Il s’agit également d’un principe à valeur constitutionnelle (Conseil constitutionnel, 8 juillet 1989, n°89-256 DC et Conseil constitutionnel, 2 mars 2018, n°2017-693 QPC).
Comment se définit la présomption d’innocence ?
La présomption d’innocence se définit comme le fait que lorsqu’une personne, suspectée de la commission d’une infraction pénale, ne peut être considérée comme coupable avant de l’avoir été déclarée par la justice.
Ce principe doit être respectée à tous les stades de la procédure pénale, c’est-à-dire du début de l’enquête jusqu’à la condamnation définitive.
Par conséquent, celui qui accuse une personne de la commission de faits susceptible de constituer une infraction, doit apporter des éléments et des preuves de la constitution de l’infraction. Il y a donc une dispense de preuve de la part de la personne qui est suspectée de la commission d’une infraction pénale.
Il y a cependant des limites à ce principe.
Quelles sont les limites au principe de présomption d’innocence ?
- La présomption de culpabilité
La présomption de culpabilité a été créé par le législateur pour pallier les difficultés de la charge de la preuve qui pèse sur les plaignants et le Ministère Public.
On retrouve cette présomption de culpabilité notamment dans le cadre des infractions relatives au proxénétisme. Par conséquent, toute personne qui ne peut justifier de ses ressources tout en vivant avec une personne se livrant habituellement à la prostitution, est réputé commettre le délit de proxénétisme.
En matière douanière, les marchandises interdites sont réputées avoir été introduites en fraude si elles sont découvertes sans titre de circulation valable.
- La détention provisoire
Il s’agit de l’empoisonnement d’une personne qui n’a pas encore été juge coupable.
Quelles actions en justice en cas d’atteinte à la présomption d’innocence ?
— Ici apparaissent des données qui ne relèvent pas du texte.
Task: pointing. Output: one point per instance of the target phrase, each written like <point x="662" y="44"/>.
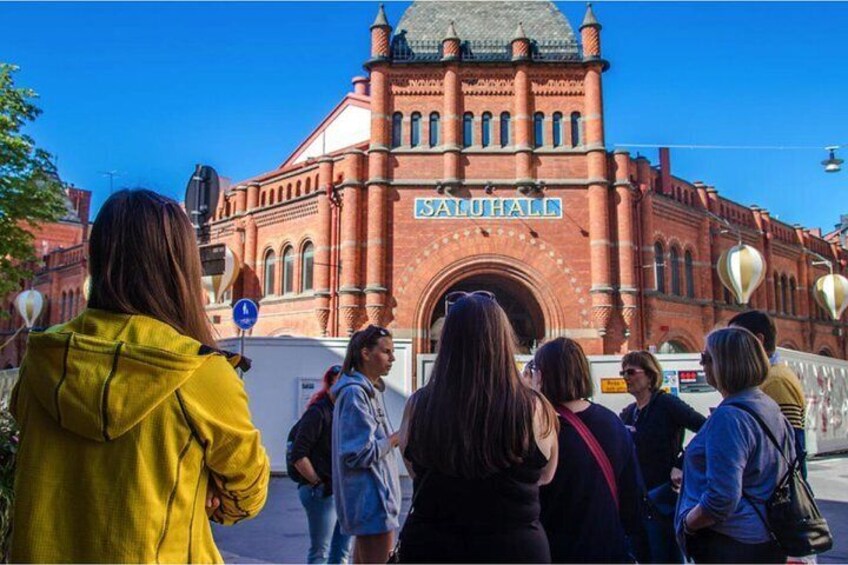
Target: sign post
<point x="245" y="315"/>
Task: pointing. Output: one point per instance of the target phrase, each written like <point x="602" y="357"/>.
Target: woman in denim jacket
<point x="731" y="468"/>
<point x="365" y="471"/>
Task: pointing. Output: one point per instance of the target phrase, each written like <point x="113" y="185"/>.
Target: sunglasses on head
<point x="453" y="297"/>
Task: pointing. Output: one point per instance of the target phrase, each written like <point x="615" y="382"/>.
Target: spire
<point x="381" y="20"/>
<point x="589" y="20"/>
<point x="519" y="32"/>
<point x="451" y="33"/>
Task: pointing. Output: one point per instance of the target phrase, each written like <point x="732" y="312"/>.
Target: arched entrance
<point x="516" y="299"/>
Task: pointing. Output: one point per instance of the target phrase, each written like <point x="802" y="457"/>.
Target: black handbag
<point x="792" y="516"/>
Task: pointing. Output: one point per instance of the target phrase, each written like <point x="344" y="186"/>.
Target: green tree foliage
<point x="30" y="191"/>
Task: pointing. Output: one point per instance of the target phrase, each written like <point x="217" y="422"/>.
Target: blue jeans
<point x="324" y="532"/>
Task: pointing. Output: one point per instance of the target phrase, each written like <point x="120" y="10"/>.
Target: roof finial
<point x="451" y="33"/>
<point x="589" y="19"/>
<point x="381" y="20"/>
<point x="519" y="32"/>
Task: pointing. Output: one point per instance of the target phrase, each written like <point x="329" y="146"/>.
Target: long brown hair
<point x="143" y="259"/>
<point x="475" y="416"/>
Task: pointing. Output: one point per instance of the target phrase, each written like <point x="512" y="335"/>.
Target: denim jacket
<point x="365" y="469"/>
<point x="731" y="465"/>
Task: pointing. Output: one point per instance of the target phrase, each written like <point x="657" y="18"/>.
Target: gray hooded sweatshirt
<point x="365" y="469"/>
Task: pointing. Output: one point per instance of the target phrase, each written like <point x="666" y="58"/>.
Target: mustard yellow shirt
<point x="784" y="387"/>
<point x="123" y="423"/>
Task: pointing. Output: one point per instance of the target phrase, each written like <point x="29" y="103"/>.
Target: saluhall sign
<point x="493" y="208"/>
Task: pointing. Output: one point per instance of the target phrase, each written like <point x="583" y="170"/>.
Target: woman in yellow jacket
<point x="131" y="421"/>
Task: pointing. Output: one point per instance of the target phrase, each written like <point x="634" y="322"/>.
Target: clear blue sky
<point x="150" y="89"/>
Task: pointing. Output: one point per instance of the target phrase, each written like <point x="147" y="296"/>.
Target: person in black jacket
<point x="311" y="457"/>
<point x="658" y="421"/>
<point x="589" y="517"/>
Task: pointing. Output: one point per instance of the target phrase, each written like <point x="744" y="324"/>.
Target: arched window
<point x="486" y="130"/>
<point x="690" y="274"/>
<point x="415" y="129"/>
<point x="467" y="129"/>
<point x="674" y="264"/>
<point x="557" y="129"/>
<point x="504" y="129"/>
<point x="784" y="299"/>
<point x="434" y="129"/>
<point x="397" y="124"/>
<point x="538" y="129"/>
<point x="288" y="270"/>
<point x="307" y="266"/>
<point x="576" y="138"/>
<point x="270" y="268"/>
<point x="793" y="290"/>
<point x="659" y="266"/>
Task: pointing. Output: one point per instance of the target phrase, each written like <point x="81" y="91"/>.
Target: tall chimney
<point x="665" y="171"/>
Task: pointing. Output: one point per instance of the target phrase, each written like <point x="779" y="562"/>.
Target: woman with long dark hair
<point x="365" y="474"/>
<point x="131" y="421"/>
<point x="478" y="443"/>
<point x="311" y="467"/>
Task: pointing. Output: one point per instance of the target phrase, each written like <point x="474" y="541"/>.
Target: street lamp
<point x="832" y="164"/>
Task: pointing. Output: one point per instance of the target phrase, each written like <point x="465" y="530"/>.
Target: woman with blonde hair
<point x="478" y="443"/>
<point x="592" y="509"/>
<point x="731" y="467"/>
<point x="132" y="423"/>
<point x="658" y="421"/>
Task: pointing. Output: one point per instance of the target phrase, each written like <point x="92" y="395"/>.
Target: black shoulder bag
<point x="792" y="516"/>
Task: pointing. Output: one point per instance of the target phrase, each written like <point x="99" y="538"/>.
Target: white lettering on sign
<point x="493" y="208"/>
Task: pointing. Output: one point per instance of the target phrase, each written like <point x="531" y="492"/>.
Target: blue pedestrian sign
<point x="245" y="313"/>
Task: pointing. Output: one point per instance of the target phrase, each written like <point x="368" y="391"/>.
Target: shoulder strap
<point x="766" y="429"/>
<point x="595" y="447"/>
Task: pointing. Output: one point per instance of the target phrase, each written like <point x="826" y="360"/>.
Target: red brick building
<point x="474" y="158"/>
<point x="59" y="275"/>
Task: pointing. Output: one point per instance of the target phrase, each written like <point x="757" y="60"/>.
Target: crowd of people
<point x="511" y="467"/>
<point x="134" y="428"/>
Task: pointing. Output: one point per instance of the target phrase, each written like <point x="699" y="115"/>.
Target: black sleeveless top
<point x="493" y="519"/>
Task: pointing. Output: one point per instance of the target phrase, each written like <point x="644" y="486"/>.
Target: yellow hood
<point x="109" y="383"/>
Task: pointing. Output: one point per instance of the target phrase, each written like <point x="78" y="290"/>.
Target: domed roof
<point x="483" y="26"/>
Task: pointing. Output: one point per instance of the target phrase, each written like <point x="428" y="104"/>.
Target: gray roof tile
<point x="486" y="21"/>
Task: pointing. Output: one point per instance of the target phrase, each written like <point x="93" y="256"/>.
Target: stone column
<point x="322" y="243"/>
<point x="378" y="185"/>
<point x="350" y="288"/>
<point x="626" y="239"/>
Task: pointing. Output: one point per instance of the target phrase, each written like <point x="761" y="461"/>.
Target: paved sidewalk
<point x="279" y="533"/>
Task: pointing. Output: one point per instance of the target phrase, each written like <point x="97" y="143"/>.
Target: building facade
<point x="472" y="158"/>
<point x="59" y="275"/>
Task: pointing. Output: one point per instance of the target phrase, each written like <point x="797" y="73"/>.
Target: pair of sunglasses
<point x="453" y="297"/>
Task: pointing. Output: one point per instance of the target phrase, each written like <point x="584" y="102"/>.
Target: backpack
<point x="792" y="516"/>
<point x="291" y="470"/>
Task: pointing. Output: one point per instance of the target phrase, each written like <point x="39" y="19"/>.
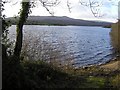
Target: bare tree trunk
<point x="19" y="38"/>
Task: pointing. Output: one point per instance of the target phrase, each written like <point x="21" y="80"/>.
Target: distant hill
<point x="55" y="20"/>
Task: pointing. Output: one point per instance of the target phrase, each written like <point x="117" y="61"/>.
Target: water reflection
<point x="74" y="45"/>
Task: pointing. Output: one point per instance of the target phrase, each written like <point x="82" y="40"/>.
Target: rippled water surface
<point x="80" y="45"/>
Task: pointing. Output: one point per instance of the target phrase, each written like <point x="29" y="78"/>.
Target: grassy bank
<point x="39" y="74"/>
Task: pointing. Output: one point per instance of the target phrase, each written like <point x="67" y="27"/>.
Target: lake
<point x="77" y="45"/>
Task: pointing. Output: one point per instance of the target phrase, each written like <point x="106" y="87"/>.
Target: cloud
<point x="78" y="11"/>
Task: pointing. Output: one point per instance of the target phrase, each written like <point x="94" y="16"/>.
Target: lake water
<point x="79" y="45"/>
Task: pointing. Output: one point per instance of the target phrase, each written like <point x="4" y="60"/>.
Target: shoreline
<point x="112" y="64"/>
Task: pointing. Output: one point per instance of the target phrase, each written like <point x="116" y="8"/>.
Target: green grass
<point x="39" y="74"/>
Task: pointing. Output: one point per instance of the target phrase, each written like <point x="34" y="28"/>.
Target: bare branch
<point x="47" y="4"/>
<point x="93" y="5"/>
<point x="69" y="6"/>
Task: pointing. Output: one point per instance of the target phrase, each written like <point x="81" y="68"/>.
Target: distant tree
<point x="24" y="12"/>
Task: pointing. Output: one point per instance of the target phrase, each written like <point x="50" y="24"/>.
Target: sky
<point x="108" y="9"/>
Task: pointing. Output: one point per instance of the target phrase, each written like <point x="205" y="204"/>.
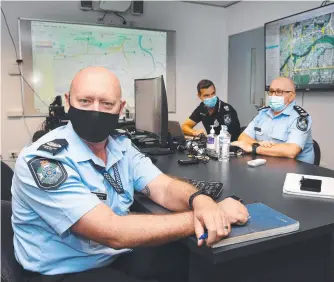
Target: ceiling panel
<point x="224" y="4"/>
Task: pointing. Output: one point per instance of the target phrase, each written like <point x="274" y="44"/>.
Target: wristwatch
<point x="193" y="196"/>
<point x="254" y="147"/>
<point x="236" y="198"/>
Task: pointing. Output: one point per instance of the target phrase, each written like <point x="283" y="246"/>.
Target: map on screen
<point x="307" y="50"/>
<point x="302" y="47"/>
<point x="59" y="50"/>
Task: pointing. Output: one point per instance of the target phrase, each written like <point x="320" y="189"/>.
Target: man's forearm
<point x="187" y="130"/>
<point x="177" y="195"/>
<point x="149" y="230"/>
<point x="246" y="138"/>
<point x="279" y="150"/>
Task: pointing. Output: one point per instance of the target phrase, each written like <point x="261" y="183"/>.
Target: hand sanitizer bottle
<point x="211" y="141"/>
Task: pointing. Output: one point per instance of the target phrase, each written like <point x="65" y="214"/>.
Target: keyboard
<point x="156" y="151"/>
<point x="211" y="188"/>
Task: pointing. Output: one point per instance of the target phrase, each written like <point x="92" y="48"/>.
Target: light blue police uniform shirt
<point x="286" y="127"/>
<point x="42" y="218"/>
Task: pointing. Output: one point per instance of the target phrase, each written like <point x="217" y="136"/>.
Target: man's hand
<point x="198" y="132"/>
<point x="235" y="211"/>
<point x="208" y="215"/>
<point x="247" y="147"/>
<point x="267" y="144"/>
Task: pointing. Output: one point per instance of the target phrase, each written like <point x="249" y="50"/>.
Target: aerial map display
<point x="302" y="49"/>
<point x="59" y="50"/>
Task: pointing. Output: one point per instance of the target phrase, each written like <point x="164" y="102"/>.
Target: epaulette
<point x="54" y="147"/>
<point x="262" y="108"/>
<point x="300" y="111"/>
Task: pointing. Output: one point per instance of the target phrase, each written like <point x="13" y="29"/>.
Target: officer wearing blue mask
<point x="72" y="192"/>
<point x="211" y="111"/>
<point x="282" y="129"/>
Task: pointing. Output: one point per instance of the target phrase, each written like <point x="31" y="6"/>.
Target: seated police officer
<point x="211" y="111"/>
<point x="72" y="190"/>
<point x="281" y="130"/>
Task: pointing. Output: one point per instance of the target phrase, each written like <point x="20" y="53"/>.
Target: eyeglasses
<point x="277" y="92"/>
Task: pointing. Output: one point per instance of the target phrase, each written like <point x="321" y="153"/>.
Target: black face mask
<point x="93" y="126"/>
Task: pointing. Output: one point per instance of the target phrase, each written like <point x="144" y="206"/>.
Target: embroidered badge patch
<point x="227" y="119"/>
<point x="54" y="146"/>
<point x="302" y="123"/>
<point x="48" y="174"/>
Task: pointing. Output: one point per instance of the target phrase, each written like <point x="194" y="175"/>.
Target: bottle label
<point x="211" y="140"/>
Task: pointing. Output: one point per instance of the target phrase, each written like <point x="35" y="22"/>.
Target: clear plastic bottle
<point x="210" y="145"/>
<point x="224" y="144"/>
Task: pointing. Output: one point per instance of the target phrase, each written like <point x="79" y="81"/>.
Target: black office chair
<point x="317" y="153"/>
<point x="242" y="129"/>
<point x="11" y="270"/>
<point x="6" y="182"/>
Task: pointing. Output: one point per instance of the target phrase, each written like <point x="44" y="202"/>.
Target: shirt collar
<point x="287" y="111"/>
<point x="80" y="152"/>
<point x="217" y="106"/>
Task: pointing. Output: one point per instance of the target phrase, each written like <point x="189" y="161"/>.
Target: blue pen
<point x="205" y="235"/>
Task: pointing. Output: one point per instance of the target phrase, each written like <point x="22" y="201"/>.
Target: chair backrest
<point x="11" y="270"/>
<point x="317" y="153"/>
<point x="242" y="129"/>
<point x="6" y="182"/>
Avant d’envisager une action judiciaire, il faut vérifier qu’il y a une atteinte de la présomption d’innocence :
- Il faut une mise en cause publique: dans la presse écrite, dans le cadre d’une vidéo, d’une réunion publique ou encore sur les réseaux sociaux.
- Il faut l’imputabilité des faits de culpabilité: la personne mise en cause doit avoir été présentée comme coupable.
En cas d’atteinte à la présomption d’innocence il est possible de déposer plainte pour diffamation, sur le fondement de la loi du 29 juillet 1981 dans un délai de trois mois à compter du jour de l’acte ayant porté atteinte à la présomption d’innocence.
Il est également possible d’intenter une action en réparation de atteintes à la vie privée sur le fondement de l’article 9-1 du code civil.